Keberadaan ASN di setiap RW memudahkan pemerintah dalam menjangkau warga secara langsung, sehingga informasi terkait pelayanan publik, pembangunan, dan perpajakan dapat tersampaikan dengan lebih efektif. Pendekatan melalui ASN pendamping dinilai mampu membangun komunikasi yang lebih baik dengan warga, karena keterlibatan warga menjadi faktor penting dalam keberhasilan program pemerintah.

Menurut Agung, sebagian warga sebenarnya memiliki kesadaran untuk memenuhi kewajibannya, termasuk dalam membayar pajak, namun mereka membutuhkan pendampingan, arahan, dan edukasi yang berkelanjutan. Pendekatan ini juga berkontribusi pada peningkatan Pendapatan Asli Daerah (PAD) Kota Pekanbaru, yang mengalami kenaikan signifikan hingga lebih dari Rp400 miliar pada tahun lalu.

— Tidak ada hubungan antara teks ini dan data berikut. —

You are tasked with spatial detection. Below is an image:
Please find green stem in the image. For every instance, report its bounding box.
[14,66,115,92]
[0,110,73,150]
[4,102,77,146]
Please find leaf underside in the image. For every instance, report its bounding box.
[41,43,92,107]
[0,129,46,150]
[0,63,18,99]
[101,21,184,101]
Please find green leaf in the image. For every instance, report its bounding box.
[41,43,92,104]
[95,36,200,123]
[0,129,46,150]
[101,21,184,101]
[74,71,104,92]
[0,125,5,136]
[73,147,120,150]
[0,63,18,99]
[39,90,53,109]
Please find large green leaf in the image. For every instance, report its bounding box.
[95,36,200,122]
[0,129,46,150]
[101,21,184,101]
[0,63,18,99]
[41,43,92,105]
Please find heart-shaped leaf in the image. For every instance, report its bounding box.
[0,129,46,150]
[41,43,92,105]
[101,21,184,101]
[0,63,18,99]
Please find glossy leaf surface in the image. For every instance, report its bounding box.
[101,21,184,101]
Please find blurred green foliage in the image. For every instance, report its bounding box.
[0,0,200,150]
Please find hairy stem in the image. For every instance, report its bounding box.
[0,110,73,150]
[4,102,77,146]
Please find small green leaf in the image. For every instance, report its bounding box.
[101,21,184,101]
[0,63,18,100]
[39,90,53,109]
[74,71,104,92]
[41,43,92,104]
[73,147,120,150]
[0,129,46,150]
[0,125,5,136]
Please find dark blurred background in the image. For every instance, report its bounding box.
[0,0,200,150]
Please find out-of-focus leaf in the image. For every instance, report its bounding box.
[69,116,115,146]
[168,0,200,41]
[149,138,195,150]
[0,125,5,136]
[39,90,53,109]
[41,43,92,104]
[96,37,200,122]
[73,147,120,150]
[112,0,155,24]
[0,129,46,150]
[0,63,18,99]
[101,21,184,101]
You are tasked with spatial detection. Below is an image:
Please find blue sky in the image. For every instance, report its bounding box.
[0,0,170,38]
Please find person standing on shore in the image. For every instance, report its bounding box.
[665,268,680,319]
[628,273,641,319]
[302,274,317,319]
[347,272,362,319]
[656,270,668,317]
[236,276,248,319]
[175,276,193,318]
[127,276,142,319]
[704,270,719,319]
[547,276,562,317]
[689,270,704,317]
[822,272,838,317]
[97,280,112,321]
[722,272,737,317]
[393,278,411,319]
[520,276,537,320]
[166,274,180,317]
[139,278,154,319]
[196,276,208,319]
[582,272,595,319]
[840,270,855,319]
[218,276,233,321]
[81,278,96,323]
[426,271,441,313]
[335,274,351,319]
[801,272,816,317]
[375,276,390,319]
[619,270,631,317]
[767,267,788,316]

Meskipun menghadapi tantangan akibat penyesuaian Transfer ke Daerah (TKD) dari pemerintah pusat, kondisi keuangan Kota Pekanbaru masih stabil. Agung juga mengapresiasi dukungan Pemprov Riau dalam optimalisasi pendapatan daerah, khususnya dalam penyerahan data wajib pajak kendaraan bermotor kepada Pemko Pekanbaru. Sinergi antara kedua pihak diharapkan dapat meningkatkan kepatuhan masyarakat dalam membayar pajak serta mendukung kemandirian fiskal daerah.

“Dukungan seperti ini sangat penting untuk membantu daerah meningkatkan pendapatan dan memperkuat pembangunan,” pungkas Agung.